General cloning strain

• Clone large inserts and transform large plasmids - up to at least 145 kb plasmid DNA.
• Achieve high efficiencies with convenient chemically competent format: >5 × 10⁸ cfu/µg pUC19 DNA.
• Ideal for cloning, subcloning and plasmid preparation due to endA and recA mutations.

Applications

• Routine cloning of DNA up to 200 kb.

The highly versatile TransforMax™ EC100™ E. coli competent cells are ideal for most cloning applications. The cells provide very high transformation efficiency when tested against a wide range of supercoiled DNAs as well as DNA directly from a ligation reaction (Table 1).

Benefits

• High transformation efficiency with clones of all sizes, including BAC clones (Table 1).
• lacZΔM15 for blue/white screening of recombinants.
• Restriction minus [mcrA, Δ(mrr-hsdRMS-mcrBC)] enables efficient cloning of methylated DNA.
• Endonuclease minus (endA1) to ensure high yields of DNA.
• Recombination minus (recA1) for greater stability of large cloned inserts.

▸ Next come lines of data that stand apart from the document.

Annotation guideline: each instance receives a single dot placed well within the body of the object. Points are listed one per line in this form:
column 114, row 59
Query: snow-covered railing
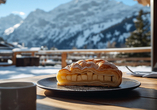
column 66, row 55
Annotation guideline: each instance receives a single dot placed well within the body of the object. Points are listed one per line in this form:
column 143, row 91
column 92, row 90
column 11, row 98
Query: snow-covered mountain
column 79, row 23
column 8, row 22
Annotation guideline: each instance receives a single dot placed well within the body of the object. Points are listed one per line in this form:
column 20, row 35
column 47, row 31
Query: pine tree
column 141, row 36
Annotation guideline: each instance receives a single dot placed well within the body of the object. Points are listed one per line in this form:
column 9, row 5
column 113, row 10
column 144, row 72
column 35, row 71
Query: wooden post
column 153, row 32
column 64, row 57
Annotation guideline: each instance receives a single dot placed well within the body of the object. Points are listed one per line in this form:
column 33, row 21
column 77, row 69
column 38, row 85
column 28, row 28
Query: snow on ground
column 12, row 72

Table 1. Comparison of the transformation efficiencies of TransforMax™ EC100™ E. coli with a variety of DNAs. Transformations were performed using 50 µl of competent cells and either supercoiled DNAs of the indicated sizes or a 1-µl aliquot from a standard 10-µl ligation reaction. Results shown are in cfu/µg of DNA and are the average transformation efficiencies obtained from several trials.

Genotype

F^- mcrA Δ(mrr-hsdRMS-mcrBC) Φ80dlacZΔM15 ΔlacX74 recA1 endA1 araD139 Δ(ara, leu)7697 galU galK λ^- rpsL (Str^R) nupG

TransforMax EC100 Electrocompetent E. coli

• Transformation efficiency of >1 × 10¹⁰ cfu/µg of pUC19.

TransforMax EC100 Chemically Competent E. coli

• Transformation efficiency of >5 × 10⁸ cfu/µg of pUC19.